4. Huffman Encoding #
Created Sunday 08 March 2020
This is a technique for text compression. Remember that this compression(text) has to be lossless.
- Huffman encoding tries to reduce the space requirement for the most ocurring characters. If some rare character(s) need to space greater than 1 bytes, it will be okay, since they are so less.
- Basically we are using different length of bits for each letter. i.e not 8 bits for each letter.
- Note that prefixes for a code cannot be the code for some other character.

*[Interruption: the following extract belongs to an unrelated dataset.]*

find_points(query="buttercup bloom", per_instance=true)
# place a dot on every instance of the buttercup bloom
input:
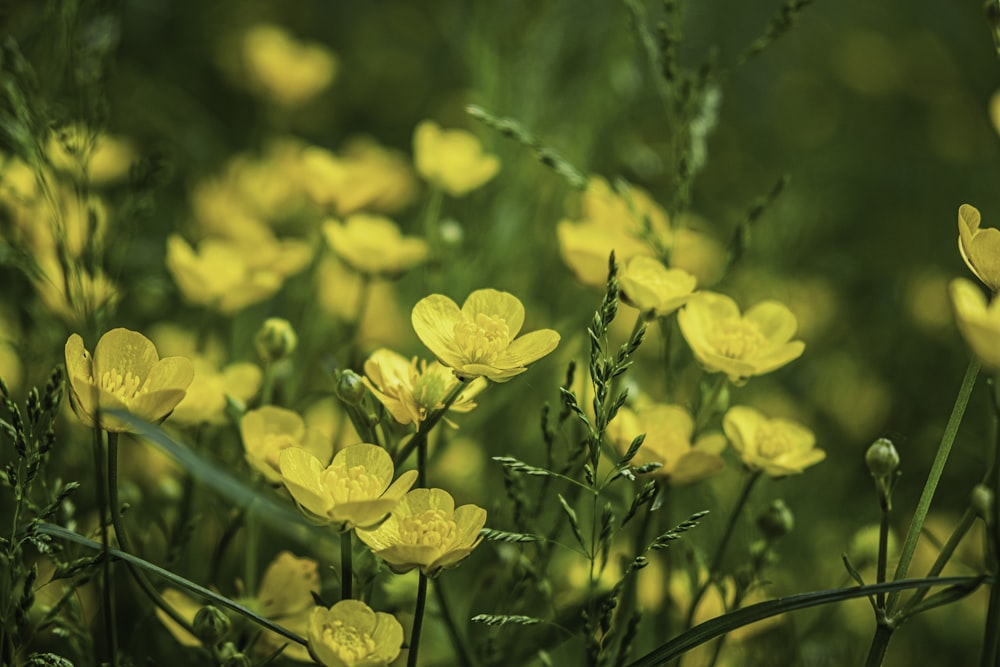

This happens because, in case of codes with same prefixes, when we reach a letter, the next node is a number, not a letter and vice-versa. i.e all parents are numbers(sum of frequencies of children).
Algorithm(Compression)
- Count the frequencies and update in a 26 or 256 sized array
- We need two minimum nodes at each iteration for forming the tree, so use a Min Priority Queue for this. Just pop 2 and push the sum. Keep doing until no letter is left.
- Make the tree: Make a start node.
- Save the codes in a hashmap. key is the letter and value is teh binary code. We use this to avoid
- Traverse the message and generate the compressed text.
Send the decomp tree and the compressed text;
Algorithm(Decompression)
- Make the hashmap for the tree. Keys are compressed texts values are letters.
- Traverse the compressed text and generate the original text.
This can be done as a project in school.